Out-of-school crisis: Stakeholders seek united front to rescue millions

By Luminous Jannamike

ABUJA – Nigeria’s growing out-of-school children crisis cannot be tackled by government or any single organisation alone, key players in the banking, philanthropy, government, corporate and civil society sectors have warned.

They called for stronger collaboration to prevent the challenge from further undermining the country’s development.

The consensus emerged as senior leaders from across the public and private sectors gathered to confront one of Nigeria’s most urgent education challenges: getting millions of children back into the classroom.
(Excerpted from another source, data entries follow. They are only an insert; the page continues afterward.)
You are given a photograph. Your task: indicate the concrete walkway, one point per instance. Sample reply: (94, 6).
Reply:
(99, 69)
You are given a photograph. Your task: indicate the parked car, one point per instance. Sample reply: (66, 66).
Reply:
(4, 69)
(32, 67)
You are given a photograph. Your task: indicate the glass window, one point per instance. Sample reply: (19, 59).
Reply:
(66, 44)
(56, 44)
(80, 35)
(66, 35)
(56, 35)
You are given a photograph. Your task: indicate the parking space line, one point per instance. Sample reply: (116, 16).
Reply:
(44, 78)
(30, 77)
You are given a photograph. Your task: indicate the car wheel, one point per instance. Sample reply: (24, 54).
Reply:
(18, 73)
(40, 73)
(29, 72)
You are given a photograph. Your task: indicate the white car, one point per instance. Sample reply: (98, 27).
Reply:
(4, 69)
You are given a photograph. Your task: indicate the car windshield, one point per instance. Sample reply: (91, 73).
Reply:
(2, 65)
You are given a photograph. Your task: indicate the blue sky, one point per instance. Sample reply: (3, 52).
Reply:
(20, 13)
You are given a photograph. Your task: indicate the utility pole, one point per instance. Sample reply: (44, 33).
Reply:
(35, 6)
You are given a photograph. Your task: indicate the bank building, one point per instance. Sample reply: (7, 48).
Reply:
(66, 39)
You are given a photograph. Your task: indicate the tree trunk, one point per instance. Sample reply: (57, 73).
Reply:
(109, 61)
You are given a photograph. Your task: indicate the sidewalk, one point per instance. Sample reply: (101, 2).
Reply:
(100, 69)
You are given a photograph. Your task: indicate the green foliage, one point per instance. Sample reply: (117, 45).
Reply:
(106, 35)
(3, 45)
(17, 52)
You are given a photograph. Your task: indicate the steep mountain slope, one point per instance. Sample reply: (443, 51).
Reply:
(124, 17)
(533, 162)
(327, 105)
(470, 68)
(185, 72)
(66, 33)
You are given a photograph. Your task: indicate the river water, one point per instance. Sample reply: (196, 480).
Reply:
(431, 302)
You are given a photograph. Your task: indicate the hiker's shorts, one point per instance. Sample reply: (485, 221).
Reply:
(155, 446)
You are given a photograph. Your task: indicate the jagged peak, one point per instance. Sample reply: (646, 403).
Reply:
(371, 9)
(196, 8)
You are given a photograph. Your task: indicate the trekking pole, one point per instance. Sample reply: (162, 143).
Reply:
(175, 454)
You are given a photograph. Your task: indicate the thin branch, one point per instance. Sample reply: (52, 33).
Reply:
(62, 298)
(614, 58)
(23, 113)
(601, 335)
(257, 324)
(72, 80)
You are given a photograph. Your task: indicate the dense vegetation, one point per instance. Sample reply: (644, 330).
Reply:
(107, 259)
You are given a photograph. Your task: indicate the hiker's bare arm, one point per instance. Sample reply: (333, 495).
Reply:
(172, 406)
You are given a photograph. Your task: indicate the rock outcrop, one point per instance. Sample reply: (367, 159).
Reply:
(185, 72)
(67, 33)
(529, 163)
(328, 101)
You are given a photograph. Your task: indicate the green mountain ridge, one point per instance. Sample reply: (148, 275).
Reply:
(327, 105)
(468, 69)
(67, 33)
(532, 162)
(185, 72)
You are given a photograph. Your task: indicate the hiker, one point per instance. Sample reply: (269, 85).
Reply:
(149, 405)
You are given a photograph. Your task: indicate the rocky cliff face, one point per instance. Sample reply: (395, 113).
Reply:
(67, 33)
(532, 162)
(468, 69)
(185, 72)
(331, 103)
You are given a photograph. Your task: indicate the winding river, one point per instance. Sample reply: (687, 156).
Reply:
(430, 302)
They agreed that fragmented interventions have yielded limited results and that only sustained partnerships can deliver lasting change.

Setting the tone for the discussions, the Executive Director of the Ibironke Adeagbo Foundation (IA-Foundation), Mrs Olufunke Sotinwa, said collaboration, rather than competition, must shape efforts to address the crisis.

“No single institution can solve this crisis alone. We see ourselves as the credible bridge this ecosystem has been missing; between government and community, between ambition and accountability,” Sotinwa said.

The appeal came at IA-Foundation’s 4th Education Summit 2026, held in Lagos, where about 25 senior delegates gathered to examine practical ways of expanding access to quality education across the country.

A major focus of the summit was the Foundation’s newly launched white paper, ‘The Danger of the Knowledge Gap,’ which examines the scale of Nigeria’s out-of-school children crisis, estimated in some quarters at about 28 million children, and warns of the consequences for the country’s economy, security and democratic future.

Speaking virtually, the Foundation’s founder, Ibironke Adeagbo, said tackling the country’s out-of-school children crisis should be seen as an ‘enlightened self-interest’ for every Nigerian.

She stressed that meaningful progress would only come through deliberate collaboration among government agencies, development partners, private sector organisations and civil society groups.

According to Adeagbo, “efforts to reduce the number of out-of-school children are an enlightened self-interest” for all Nigerians.

Delivering the keynote address, legal luminary and IA-Foundation Patron, Mr Femi Falana (SAN), urged citizens and advocacy groups to make use of the Freedom of Information Act to demand greater transparency and accountability in education funding, policy implementation and the management of education data.

“Advocacy is not optional,” Falana said.

He said greater public scrutiny of education spending and policy outcomes is essential to reversing the country’s education crisis.

Representatives of SOS Children’s Villages, the Aliko Dangote Foundation, ACT Foundation and Wellington College Lagos were among participants at the summit.

The stakeholders called for a coordinated, data-driven and community-centred response to the education challenge, arguing that isolated interventions have failed to match the scale of the crisis.

Sotinwa said the summit marked the start of a year-long engagement process aimed at turning the discussions into funded initiatives designed to deliver measurable improvements in communities across Nigeria.